Tonight, Gardner experiments with three bands—Maps & Atlases and openers Little Teeth and Capillary Action. All three categorize their music in the “experimental” genre, but each brings its own twist.
Little Teeth makes melodramatic experimental music. In “Heavy Evidence,” they have whistling and a lot of voices singing in the background at once. It sounds a little like cats singing in the backyard. The guitar intro in “Japanese Candy,” a track off of their debut album “Child Bearing Men,” is melancholic but fast, as are the beginning of the vocals. But at one point, the vocals are reminiscent of cats again. They use a wide variety of instruments, including the tin drum menagerie, glockenspiel, gartine, vox, gonzo drum set, auto-harp, banjo, mandolin, dulcimer, gramolin and synth.

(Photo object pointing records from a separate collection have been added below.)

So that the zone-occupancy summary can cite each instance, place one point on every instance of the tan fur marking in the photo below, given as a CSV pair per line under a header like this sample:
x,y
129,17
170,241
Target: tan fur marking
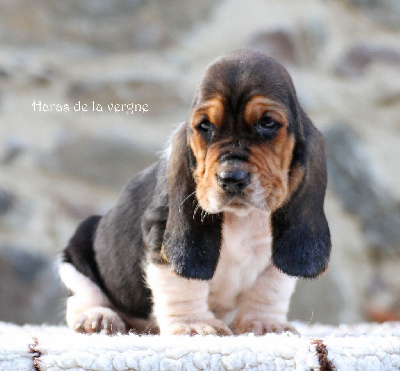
x,y
258,105
212,109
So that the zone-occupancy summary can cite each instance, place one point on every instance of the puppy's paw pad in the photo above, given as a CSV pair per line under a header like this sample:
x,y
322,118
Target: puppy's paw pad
x,y
99,320
260,327
214,327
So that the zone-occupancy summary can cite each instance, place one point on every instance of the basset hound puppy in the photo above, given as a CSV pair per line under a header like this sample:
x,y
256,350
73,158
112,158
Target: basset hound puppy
x,y
211,238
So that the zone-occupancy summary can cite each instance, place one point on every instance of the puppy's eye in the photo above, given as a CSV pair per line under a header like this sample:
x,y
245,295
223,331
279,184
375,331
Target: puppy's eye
x,y
205,126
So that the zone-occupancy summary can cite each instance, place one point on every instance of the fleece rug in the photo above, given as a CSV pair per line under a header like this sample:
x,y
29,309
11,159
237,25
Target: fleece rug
x,y
346,347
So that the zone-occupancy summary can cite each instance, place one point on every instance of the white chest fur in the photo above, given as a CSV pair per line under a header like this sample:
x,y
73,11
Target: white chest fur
x,y
245,253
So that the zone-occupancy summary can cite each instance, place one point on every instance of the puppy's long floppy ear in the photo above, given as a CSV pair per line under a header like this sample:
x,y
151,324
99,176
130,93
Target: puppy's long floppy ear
x,y
301,238
191,243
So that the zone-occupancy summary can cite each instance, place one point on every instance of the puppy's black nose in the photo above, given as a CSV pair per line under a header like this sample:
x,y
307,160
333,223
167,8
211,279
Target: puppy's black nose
x,y
233,181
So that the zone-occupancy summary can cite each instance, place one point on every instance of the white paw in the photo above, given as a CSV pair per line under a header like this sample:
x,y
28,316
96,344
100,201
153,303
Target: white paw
x,y
99,320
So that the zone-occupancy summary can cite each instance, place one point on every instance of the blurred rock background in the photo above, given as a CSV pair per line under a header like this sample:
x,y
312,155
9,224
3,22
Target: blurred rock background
x,y
56,168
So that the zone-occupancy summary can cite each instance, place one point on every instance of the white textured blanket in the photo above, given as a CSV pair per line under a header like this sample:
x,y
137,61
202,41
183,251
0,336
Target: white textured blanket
x,y
358,347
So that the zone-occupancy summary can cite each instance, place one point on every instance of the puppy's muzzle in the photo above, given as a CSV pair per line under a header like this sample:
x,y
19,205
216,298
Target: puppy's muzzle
x,y
233,182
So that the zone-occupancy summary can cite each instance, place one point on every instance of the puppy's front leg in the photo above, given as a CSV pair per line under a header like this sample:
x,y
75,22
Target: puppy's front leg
x,y
263,308
180,305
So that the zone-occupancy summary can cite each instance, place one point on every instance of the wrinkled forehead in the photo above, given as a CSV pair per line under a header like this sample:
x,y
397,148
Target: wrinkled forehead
x,y
238,76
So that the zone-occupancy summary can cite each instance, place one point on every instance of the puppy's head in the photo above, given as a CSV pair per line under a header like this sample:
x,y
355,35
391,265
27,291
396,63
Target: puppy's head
x,y
242,134
250,145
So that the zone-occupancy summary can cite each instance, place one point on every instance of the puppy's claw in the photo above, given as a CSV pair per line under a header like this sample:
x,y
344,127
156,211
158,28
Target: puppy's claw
x,y
99,320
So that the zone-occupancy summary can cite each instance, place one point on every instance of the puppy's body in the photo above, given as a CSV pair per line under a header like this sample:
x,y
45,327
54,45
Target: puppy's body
x,y
209,236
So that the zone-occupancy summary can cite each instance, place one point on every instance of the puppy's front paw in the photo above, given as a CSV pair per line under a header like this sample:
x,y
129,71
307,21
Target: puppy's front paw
x,y
261,327
99,320
208,327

Capillary Action are avant-rock experimental. With their disjointed melodies and eccentric rhythms, they stand directly out of the crowd. Unlike some experimental bands, their songs are not repetitive at all, nor are they similar to each other. “Bloody Nose” is a song that has extreme peaks that go suddenly up and down.“Placebo and Panacea” has some chord progressions that almost sound jazzy.
As a math rock band, Maps & Atlases has rhythmically complex music. “Ted Zancha,” one of their songs, starts with guitar and drums that echo each other and then as the vocals begin, they mirror the instruments’ rhythm. Another song, “Artichokes,” has a sound that seems to draw from non-American influences, possibly Indian. “Pigeon,” a song with a dance beat, has an exciting guitar intro that foreshadows a drumbeat that makes listeners want to move.
“Listen to the sounds they make/ the sounds they make/ the sounds they make/ So far from the middle/ so far from the middle” sings Maps & Atlases in “Listen to the Sounds they Make.” Actually, these are the only lyrics in the song, so you don’t have much of a choice but to “listen to the sounds they make” tonight. But it’s okay—you won’t regret it.